Reinhart, like the Academy of Model Aeronautics, thinks a 2 kilogram (or about four and a half pound) limit makes more sense. Giving a rough estimate of the model airplanes Horizon Hobby carries, out of 80 or so models about 20 fall under 250 grams, and about 20 are over 2 kilograms. A greater weight limit could keep the hobby open for people who want to try flying model aircraft but are wary of government registration. In fact, keeping it strictly to weight could mean a drone like the PowerUp 3.0, which consists of a motor that can attach to a paper airplane, is sometimes a drone and sometimes not, depending on the heaviness of the paper used.
The AMA feels strongly that community standards are sufficient for hobbyist registration, saying, “Our members abide by a safety and privacy code which has resulted in an impeccable track record of safe and responsible flying for 80 years! AMA members effectively meet the intent of registration by providing their personal identification and contact information when joining the Academy. They are further instructed to place their membership number or their name and address on or within their model aircraft to link the owner/operator to the model should such identification be necessary.” The proposed FAA drone registration system is similar, though in it people register with the government and not a third-party non-profit.

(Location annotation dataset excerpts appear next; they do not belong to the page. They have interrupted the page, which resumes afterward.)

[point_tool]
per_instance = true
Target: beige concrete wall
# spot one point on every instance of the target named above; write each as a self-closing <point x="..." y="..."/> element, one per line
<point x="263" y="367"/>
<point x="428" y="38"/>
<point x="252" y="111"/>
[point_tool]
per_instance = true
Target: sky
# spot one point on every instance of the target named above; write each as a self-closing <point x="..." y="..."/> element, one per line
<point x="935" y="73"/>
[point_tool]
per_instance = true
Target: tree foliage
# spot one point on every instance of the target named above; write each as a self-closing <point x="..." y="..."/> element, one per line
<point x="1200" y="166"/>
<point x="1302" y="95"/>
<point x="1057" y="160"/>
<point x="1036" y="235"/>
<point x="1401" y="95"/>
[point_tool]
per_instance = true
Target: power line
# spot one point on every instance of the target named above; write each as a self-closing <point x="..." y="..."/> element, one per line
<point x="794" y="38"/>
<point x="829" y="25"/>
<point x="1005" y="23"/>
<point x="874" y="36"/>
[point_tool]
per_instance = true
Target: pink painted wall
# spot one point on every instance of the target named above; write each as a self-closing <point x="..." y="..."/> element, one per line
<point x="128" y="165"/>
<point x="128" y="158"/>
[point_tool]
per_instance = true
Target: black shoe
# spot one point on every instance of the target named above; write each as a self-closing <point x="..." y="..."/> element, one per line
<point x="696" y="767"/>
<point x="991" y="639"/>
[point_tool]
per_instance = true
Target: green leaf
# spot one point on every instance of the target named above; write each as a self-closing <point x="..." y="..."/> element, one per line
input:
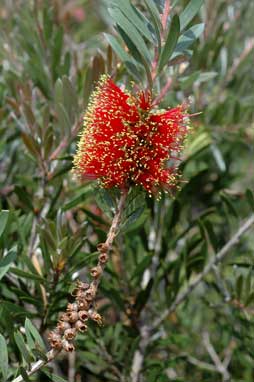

Still, if there must be registration, the AMA sees federal as preferable to state-level, noting, “For those platforms that meet an appropriate threshold of weight and safety characteristics, federal UAS registration makes some sense. A patchwork of state-level UAS registration systems, on the other hand, would be even more cumbersome and confusing and is not necessary.”
So what impact would these changes have? Popular Science talked to Steven Miller, a partner at the Hanson Bridgett law firm in Northern California, who writes Hoverlaw, a blog about drones and regulations. He said he sees two major benefits of a drone registry system. “There’s a category of folks who are in a ‘here hold my beer, watch this’ category who may misuse a drone in a way that is offensive to the general public privacy rights or unsafe,” and a drone registry will help enforce regulation against that behavior. Secondly, people or local governments who own critical infrastructure, like bridges or power grids, Miller says, “really want to know the difference between an enthusiast and an enemy, users who have ill intent.” So the sight of registered drones may bring peace of mind, while unregistered drones would scan instead as a threat.
Overall, Miller is skeptical of a national registry that works to prevent harms done by drones. Instead, he sees a lot of potential in changing our understanding of Trespass Law. “I think the law of trespass is going to be developed to accommodate technology like drones,” Miller said, “to include trespass that’s not a physical actual trespass but is trespass using a device to acquire information. There’s a legal distinction between standing outside a fence on a ladder holding a camera and hovering a drone outside a window, and maybe there shouldn’t be.
Before Amazon Prime Air starts delivering packages, before the skies above farms are swarming with agricultural drones, the new drone rules are likely to have an outsized impact on the civilians who have flown unmanned aircraft the longest.
The FAA is still in the process of finalizing the rules, and it looks like they’ll conclude around the summer of 2016. It remains to be seen how much weight they’ll give to the concerns of hobbyists. Maybe it will be even more than two sticks of butter.